È a questo punto che il difensore di Battaggia fa un affondo alla procura, sostenendo che nel corso delle indagini non sono state prese in considerazione le ipotesi alternative.

Quali? «L’ex marito rumeno, Vasile Longu, che non si faceva scrupoli a fare prostituire Anica in un locale notturno, che le chiedeva sempre soldi e la minacciava di “mandarle gli albanesi”».

Ma anche: «La pista degli albanesi - ha detto Crea - che erano arrivati il 1° maggio per minacciarla sotto casa, di cui lo stesso compagno della vittima, Luigino De Biasi, fa menzione al telefono, senza sapere di essere intercettato con l’ex cognata di Anica».

Anche tale Bogdan, un cugino di Anica, intercettato al telefono dai carabinieri, mentre parla con una donna dice, riferendosi all’omicidio: “Questa non è una mano di un italiano. Quel vecchio lì non sarebbe stato in grado di ridurla in quelle condizioni vista la robustezza di Anica. Mia cugina non doveva giocare con gli albanesi perché quelli te la fanno pagare di brutto».
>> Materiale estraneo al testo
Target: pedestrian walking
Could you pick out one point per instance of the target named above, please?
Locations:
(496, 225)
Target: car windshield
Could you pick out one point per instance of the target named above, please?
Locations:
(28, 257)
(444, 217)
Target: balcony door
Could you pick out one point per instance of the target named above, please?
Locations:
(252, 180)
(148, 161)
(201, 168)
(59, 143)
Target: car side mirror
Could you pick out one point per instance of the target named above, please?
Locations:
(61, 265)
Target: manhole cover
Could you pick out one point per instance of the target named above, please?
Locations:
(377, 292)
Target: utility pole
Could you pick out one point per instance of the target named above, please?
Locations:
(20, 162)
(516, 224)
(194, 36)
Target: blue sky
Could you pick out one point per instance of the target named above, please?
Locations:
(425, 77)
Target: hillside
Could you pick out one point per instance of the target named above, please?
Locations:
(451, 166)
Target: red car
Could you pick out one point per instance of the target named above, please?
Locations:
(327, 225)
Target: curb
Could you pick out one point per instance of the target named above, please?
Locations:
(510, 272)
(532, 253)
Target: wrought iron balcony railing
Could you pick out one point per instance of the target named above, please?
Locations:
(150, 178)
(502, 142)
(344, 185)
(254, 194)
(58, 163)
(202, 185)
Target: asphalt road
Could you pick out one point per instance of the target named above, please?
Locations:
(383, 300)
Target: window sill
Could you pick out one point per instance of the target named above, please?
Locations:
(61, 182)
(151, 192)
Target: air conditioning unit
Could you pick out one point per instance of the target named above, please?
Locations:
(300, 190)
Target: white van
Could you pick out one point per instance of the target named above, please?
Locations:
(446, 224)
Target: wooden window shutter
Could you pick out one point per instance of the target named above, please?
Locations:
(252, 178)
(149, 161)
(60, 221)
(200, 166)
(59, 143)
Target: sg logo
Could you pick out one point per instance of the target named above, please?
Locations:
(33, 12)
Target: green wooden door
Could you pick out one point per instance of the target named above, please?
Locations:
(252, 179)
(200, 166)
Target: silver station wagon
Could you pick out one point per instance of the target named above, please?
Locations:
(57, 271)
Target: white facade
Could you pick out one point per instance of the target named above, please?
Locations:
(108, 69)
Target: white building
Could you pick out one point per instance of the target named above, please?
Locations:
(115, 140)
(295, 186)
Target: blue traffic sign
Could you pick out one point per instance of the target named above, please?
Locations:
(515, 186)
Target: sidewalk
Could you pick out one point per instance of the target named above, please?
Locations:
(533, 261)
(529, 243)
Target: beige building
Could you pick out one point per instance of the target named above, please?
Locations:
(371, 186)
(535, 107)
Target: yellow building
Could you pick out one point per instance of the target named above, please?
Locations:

Un’intercettazione letta in aula dal difensore di Battaggia, che ha aggiunto: «Sul corpo di Anica sono state trovate botte e anche segni ai polsi di afferramento, come se qualcuno l’avesse tenuta ferma mentre un altro la picchiava e soffocava. Anica è stata uccisa da più persone. Battaggia da solo non poteva bloccarle le mani e poi soffocarla. Quando, nei giorni successivi alla scomparsa della donna, i carabinieri hanno sentito Battaggia, nessuno ha visto segni di colluttazione o botte».

Infine la presenza di Battaggia nella zona del Palazzon II, già ribadita in altre udienze, la sera del 18 maggio: «Battaggia quella sera cercava compagnia e si sa che quello è un noto ritrovo di prostituzione. Lo aveva detto subito ai carabinieri. Non era andato lì per disfarsi del corpo di Anica dal ponte sul canale della Vittoria».